The preceding imitates a C struct using an awk array.

The real power of data driven design occurs with levels of abstraction, where structs contain other structs containing yet other structs...

Because awk supports multidimensional arrays, it can imitate such levels of abstraction.

The following code shows how a multilevel array, indexed at times by strings and at other times by numbers, can be used to simulate an entire data structure (a person's first and last name, and various components of their address). In this case, an array of people has been loaded with people's info, including one people array element called "Fred", and function printaddress() prints Fred's mailing address:

#!/usr/local/bin/mawk -We

BEGIN{

 people["Fred", "lname"]="Johnson"
 people["Fred", "fname"]="Fred"
 people["Fred", "address", "firstss"]=101
 people["Fred", "address", 101]="331 West Main Street"
 people["Fred", "address", 102]="Apartment 2"
 people["Fred", "address", "lastss"]=102
 people["Fred", "address", "city"]="Melbourne"
 people["Fred", "address", "state"]="FL"
 people["Fred", "address", "country"]="USA"
 people["Fred", "address", "zip"]="33333"

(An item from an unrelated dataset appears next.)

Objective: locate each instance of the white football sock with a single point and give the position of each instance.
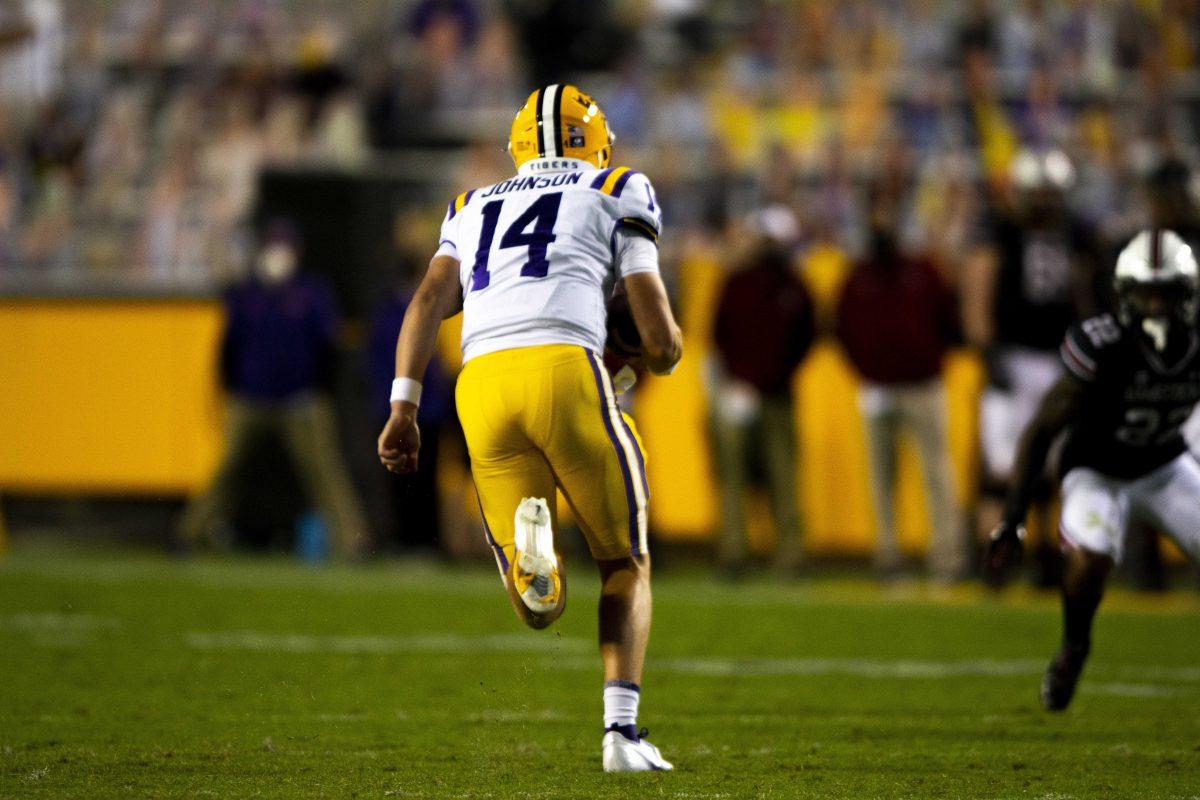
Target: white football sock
(621, 703)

 printaddress(people, "Fred")
 exit 0
}

function printaddress(person_hash, person_id, line){
 print "ATTN: " person_hash[person_id, "lname"] " " person_hash[person_id, "fname"]
 for(i=person_hash[person_id,"address","firstss"];
 i<=person_hash[person_id,"address","lastss"]; i++){
 print person_hash[person_id, "address", i]
 
 }
 line = person_hash[person_id, "address", "city"] ", "
 line = line person_hash[person_id, "address", "state"] ", "
 line = line person_hash[person_id, "address", "country"] ", "
 line = line person_hash[person_id, "address", "zip"]
 print line
}

The preceding code produces the following output, which is the address you'd expect:

[slitt@mydesk awk]$ ./test.awk
ATTN: Johnson Fred
331 West Main Street
Apartment 2
Melbourne, FL, USA, 33333
[slitt@mydesk awk]$

It's obvious that languages enabling declarations of whole classes, as opposed to awk's declaration of a single instance using arrays, would be advantageous. Nevertheless, awk enables the programmer to keep and organize significant amounts of data in an understandable way.

Using an Array as a Stack

Stacks are wonderful. You can simulate recursion using stacks. Stacks act like Tom Sawyer's and Becky Thatcher's ball of string, returning through twists and turns to the place you started, then allowing you to explore again. You can easily implement a stack in awk. Here's a stack implementation using local variables so as not to pollute the namespace:

#!/usr/local/bin/mawk -We

# THIS CODE IS PUBLIC DOMAIN, NO WARRANTY!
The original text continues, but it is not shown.